Fiction

How Jurassic Park Led Me to the Classics

Amanda Nelson

Staff Writer

Amanda Nelson is an Executive Director of Book Riot. She lives in Richmond, VA.

This is a request that you take a trip down memory lane back to a transformational point in your reading life: the moment you picked up your first adult book (by which I mean the first book you read that was marketed specifically to adults). What was it?

jurassic park crichton cover

This was mine.

Up until this point, I had been a dedicated consumer of The Baby-sitters Club (team Claudia), with the occasional Sweet Valley High thrown in when I was feeling a bit gossipy. I don’t even remember where our copy of Jurassic Park came from–my parents were not readers. All the books in the house were in my room. It just appeared. MAGIC DINOSAURS. I started reading it because I had seen and loved the movie (yes, that does happen). And then I read it again, and then I read the sequel, and then I read Andromeda Strain, and somehow got my hands on The Shining, and then discovered that you could buy books for $0.25 at the thrift store without my parents having to be there to sign me up for a card of some sort. Soon, I was coming home with cardboard boxes full of books, all bought with my babysitting money.
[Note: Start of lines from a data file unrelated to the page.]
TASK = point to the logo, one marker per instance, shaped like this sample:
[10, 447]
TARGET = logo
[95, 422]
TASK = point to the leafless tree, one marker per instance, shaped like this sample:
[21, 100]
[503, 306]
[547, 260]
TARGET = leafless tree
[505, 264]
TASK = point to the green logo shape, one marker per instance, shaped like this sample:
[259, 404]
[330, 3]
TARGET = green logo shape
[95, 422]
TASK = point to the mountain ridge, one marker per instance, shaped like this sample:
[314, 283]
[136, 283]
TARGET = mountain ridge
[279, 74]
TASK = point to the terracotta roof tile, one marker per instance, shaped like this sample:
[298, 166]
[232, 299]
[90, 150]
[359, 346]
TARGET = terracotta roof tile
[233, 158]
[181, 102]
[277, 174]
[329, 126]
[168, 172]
My parents were amused, gave me a nickname (“mushroom,” because I just sat around and read, get it?), and fished a bookshelf out of the garage for me to use. All that thrift store book shopping quickly steered me toward the classics–I wasn’t interested in Chicken Soup for anyone’s soul, or paperback romances, and Penguin classics were the next most populous thing on the shelves. Jurassic Park made me reach for books that weren’t available at my school library, which led me to Goodwill, which led me to Dickens. I wouldn’t call Crichton’s book a gateway because that would imply it’s less awesome than what came after (and it most certainly is NOT less awesome), but as Book One, it pushed me in a certain direction.
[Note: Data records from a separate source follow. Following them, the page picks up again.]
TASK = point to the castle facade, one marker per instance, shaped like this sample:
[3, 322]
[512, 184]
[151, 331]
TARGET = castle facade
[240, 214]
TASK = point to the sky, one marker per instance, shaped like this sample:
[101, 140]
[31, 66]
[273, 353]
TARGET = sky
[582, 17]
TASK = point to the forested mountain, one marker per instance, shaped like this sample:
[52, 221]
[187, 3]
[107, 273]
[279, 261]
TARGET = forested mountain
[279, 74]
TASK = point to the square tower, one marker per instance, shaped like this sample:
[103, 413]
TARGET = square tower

I don’t think another book would’ve been as influential. It pushed a lot of hot buttons that I still have: weird science, a dour and sarcastic main character, intelligent children, monsters, hubris. If the first grown-up book I picked up hadn’t scratched nascent itches, I might not have pursued adult fiction at all. I might have lost interest in books altogether. Next: if my local thrift store didn’t have shelf after shelf of black-spined Penguins, I might have stayed in the Crichton-sphere, becoming a one-dimensional reader.

I don’t believe in fate, but I do believe I’ll give thanks to whatever force (I suspect the son of my mom’s best friend, who was obsessed with paleontology) left that ratty paperback on the floor in our living room.